82 women had accused him of abuse.

However, art products like "She Said" suggest a seclusion that doesn't exist away from the screen.

Because as drastic as the Weinstein case was, the extreme abuse of power that was revealed in it stood for a structural problem: a sense of entitlement that culminated in sexual assault.

MeToo made it clear how widespread this problem was.

This is precisely where the movement has been very successful: there seems to be a consensus among large parts of the population, if not everywhere, that certain things are wrong.

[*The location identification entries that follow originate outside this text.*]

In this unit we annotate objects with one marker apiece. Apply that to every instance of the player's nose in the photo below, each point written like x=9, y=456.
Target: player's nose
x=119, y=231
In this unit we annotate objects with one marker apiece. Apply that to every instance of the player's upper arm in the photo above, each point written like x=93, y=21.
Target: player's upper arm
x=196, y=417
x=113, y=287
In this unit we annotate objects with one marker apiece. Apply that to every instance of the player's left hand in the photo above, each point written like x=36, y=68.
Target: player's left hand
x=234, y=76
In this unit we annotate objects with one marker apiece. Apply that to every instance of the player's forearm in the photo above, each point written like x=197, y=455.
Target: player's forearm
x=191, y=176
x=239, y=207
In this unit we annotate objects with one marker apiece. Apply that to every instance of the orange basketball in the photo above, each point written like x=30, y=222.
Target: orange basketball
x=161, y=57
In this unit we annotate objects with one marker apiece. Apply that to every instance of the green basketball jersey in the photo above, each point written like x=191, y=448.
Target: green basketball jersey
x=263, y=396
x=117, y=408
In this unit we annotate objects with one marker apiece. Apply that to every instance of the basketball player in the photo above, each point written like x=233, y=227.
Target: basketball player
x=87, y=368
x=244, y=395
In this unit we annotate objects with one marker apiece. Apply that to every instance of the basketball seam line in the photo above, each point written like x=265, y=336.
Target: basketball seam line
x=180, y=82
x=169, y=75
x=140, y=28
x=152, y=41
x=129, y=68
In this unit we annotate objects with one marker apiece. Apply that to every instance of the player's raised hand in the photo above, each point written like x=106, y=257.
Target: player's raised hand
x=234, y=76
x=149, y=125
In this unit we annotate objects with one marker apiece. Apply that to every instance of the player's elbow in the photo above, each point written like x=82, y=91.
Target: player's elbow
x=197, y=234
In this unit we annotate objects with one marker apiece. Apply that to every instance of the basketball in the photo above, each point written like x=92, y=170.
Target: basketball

Numerous cases of sexual abuse have ended up in court and in the media.

In the two largest cases of recent years - Jeffrey Epstein and R. Kelly - which involved rape, human trafficking and abuse of minors, the allegations had been known since the mid-1990s without having had far-reaching consequences before MeToo .

The victims were white - and privileged

Nevertheless, one can wonder what has happened up to now, five years after the beginning of the movement.

Is the social media that made MeToo possible still a vehicle to demand justice?

Is there a structural change that goes beyond the prominent individual cases?

And what does the development of the movement say about feminism today?

At the beginning of MeToo, in the Weinstein case, it was initially about sexual harassment in the workplace.

It was no coincidence that this question arose in Hollywood of all places, a place that is far removed from ordinary workplaces.

Firstly, because the number of harassment in the film business, an industry that thrives on the beautiful and powerful, could be more blatant than in other areas of work.

On the other hand, because in Hollywood not only the men but also the women are powerful.

In the film, New York Times journalist Jodi Kantor (played by Zoe Kazan) asks her colleague Megan Twohey (Carey Mulligan) if she wants to help with her research, and Megan Twohey replies dryly, why?

Aren't there other women who are more in need of protection?

After all, these women (white and privileged) already have a voice.